= Irene Dillard Elliott =

Irene Dillard Elliott (August 7, 1892 – April 5, 1978) was the first woman to graduate with a Ph.D. from the University of North Carolina, the first woman to be a full professor at the University of South Carolina, and the first female dean at USC.

== Personal life and education ==
Elliott was born on August 7, 1892, in Laurens County, SC. She was the youngest of 10 children James Park Dillard and Elizabeth Irene Byrd.

Elliot treceived her early education in Laurens County public schools. She then attended Presbyterian College and George Peabody College. She received her Bachelor's degree in 1912 from Randolph-Macon Women's College.

Elliott pursued a career in education for several years before attending the University of South Carolina in Columbia to earn her master's degree. She received her M.A. degree in 1921. In 1923, she began her doctoral studies at the University of North Carolina(UNC) in English. She graduated in 1924, the first woman to graduate from UNC with a Ph.D. She eventually published her dissertation in 1950 as A History of Literature in South Carolina.

She married Charles Bell Elliot, a member of the USC Law School faculty.

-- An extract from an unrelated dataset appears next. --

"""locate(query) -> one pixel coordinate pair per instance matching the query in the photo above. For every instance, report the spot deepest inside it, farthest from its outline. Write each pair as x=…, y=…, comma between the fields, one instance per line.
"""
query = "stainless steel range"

Elliott died on April 5, 1978 in Columbia. She is buried in the First Presbyterian Churchyard.

== Career ==
After graduating with her bachelor's, Elliott worked as a principal at a high school in Cross Hill. Following this, Elliott returned to Randolph-Macon to work in the English department. She continued to work here for 7 years before assuming principalship at a small grammar school in Columbia, where she worked while earning her M.A. at USC.

After graduating with a Ph.D. in the spring of 1924, Elliott accepted a job working as the first dean of women at USC, which had just become completely coeducational. Along with being a dean, she worked as a full-time English professor. During this time, she strived to smooth over the transition USC took to become coeducational.

During her time as dean at USC, Elliott became increasingly involved in many civic, educational, and cultural movements and organizations. These organizations included Phi Beta Kappa, Daughters of the American Revolution (DAR), and the American Association of University Women. Elliott established a DAR chapter at USC. She also served as the South Carolina State organizing secretary while simultaneously working with the Descendants of Revolutionary War Heroes.

She was forced to retire in 1935 due to poor health and illness. After World War II resulted in veterans filling colleges and universities, Elliott returned to teaching at USC in 1946. She taught as an associate professor at USC until 1964.

Elliott became active in organizing Great Books courses. It was during this time that Elliott became involved in genealogical studies, which deepened her interest in Laurens County. Following this, she became co-editor of South Carolina's Distinguished Women of Laurens County, which was published in 1972 after her final retirement.

After her retirement, in honor of her teaching skills, USC awards the Irene D. Elliott Award for Outstanding Teaching annually.